The talks, which drew about 650 negotiators, 150 journalists and hundreds of stakeholders, had been billed as the last chance to get a deal in time to pass the U.S. Congress this year, before 2016 presidential elections muddy the waters. So does Japan, where a drop in recent polls has left Prime Minister Shinzo Abe politically vulnerable.
Petersen declined to enter particulars concerning the playing cards Canada has placed on the desk, however he stated it should supply extra concessions on dairy entry on the ongoing talks than it gave up whereas negotiating its free-trade cope with the European Union.

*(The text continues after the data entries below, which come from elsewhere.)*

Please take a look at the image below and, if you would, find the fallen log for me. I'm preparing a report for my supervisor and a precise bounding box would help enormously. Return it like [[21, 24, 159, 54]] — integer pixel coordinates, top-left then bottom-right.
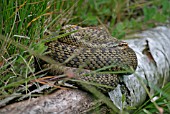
[[0, 26, 170, 114]]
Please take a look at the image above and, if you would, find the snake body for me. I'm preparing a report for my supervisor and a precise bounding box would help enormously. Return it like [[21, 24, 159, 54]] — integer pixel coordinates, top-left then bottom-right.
[[43, 25, 137, 91]]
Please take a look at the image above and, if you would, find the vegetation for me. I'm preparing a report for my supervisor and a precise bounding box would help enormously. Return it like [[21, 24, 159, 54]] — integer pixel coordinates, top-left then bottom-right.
[[0, 0, 170, 114]]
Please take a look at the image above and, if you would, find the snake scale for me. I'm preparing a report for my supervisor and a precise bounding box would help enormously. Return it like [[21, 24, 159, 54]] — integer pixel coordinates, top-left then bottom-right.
[[43, 25, 137, 91]]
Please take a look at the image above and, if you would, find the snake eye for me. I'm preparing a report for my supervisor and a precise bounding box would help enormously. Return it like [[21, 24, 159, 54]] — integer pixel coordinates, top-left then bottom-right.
[[119, 42, 128, 47]]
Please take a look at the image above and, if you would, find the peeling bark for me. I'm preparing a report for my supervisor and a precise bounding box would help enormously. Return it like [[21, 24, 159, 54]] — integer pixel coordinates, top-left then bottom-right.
[[0, 27, 170, 114]]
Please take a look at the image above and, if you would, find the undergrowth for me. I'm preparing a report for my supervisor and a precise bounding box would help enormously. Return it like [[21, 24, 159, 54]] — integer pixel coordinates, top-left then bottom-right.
[[0, 0, 170, 114]]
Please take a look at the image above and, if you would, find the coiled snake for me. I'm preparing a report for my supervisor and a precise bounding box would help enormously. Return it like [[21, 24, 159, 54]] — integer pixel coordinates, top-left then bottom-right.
[[41, 25, 137, 91]]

“That’s the risk (with delays)”, said Wolff, who negotiated U.S. access to the Japanese market in the 1970s, helped draft early U.S. fast-track trade legislation, and worked on the landmark GATT treaty.

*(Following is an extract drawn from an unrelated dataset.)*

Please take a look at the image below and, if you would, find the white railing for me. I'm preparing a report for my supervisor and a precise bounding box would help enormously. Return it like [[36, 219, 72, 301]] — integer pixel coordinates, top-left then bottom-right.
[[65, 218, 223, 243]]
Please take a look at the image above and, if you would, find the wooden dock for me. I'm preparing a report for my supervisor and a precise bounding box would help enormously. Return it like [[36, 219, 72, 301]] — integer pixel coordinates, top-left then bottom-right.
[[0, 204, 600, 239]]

One of many fundamental concessions focused by different nations on the desk: decreasing Canada’s protectionism on dairy imports.
Any major opening of that sector could produce tension between parts of the country with dairy farms – especially in rural Quebec and Ontario – against big population centres, where consumers might like more options at the grocery store, and enjoy the idea of competition lowering prices for cheese and yogurt. “We’ve been saying all along that Canada’s dairy system is worth keeping”.
While the Harper government has been reluctant to discuss the status of negotiations in public, Petersen said it’s an open secret at the Hawaii meetings that the Canadians want to wrap things up by the end of the week.
Andrew Robb, the Trade Minister in Australia said the problems were with the four big economies of Canada, Japan, Mexico and the United States.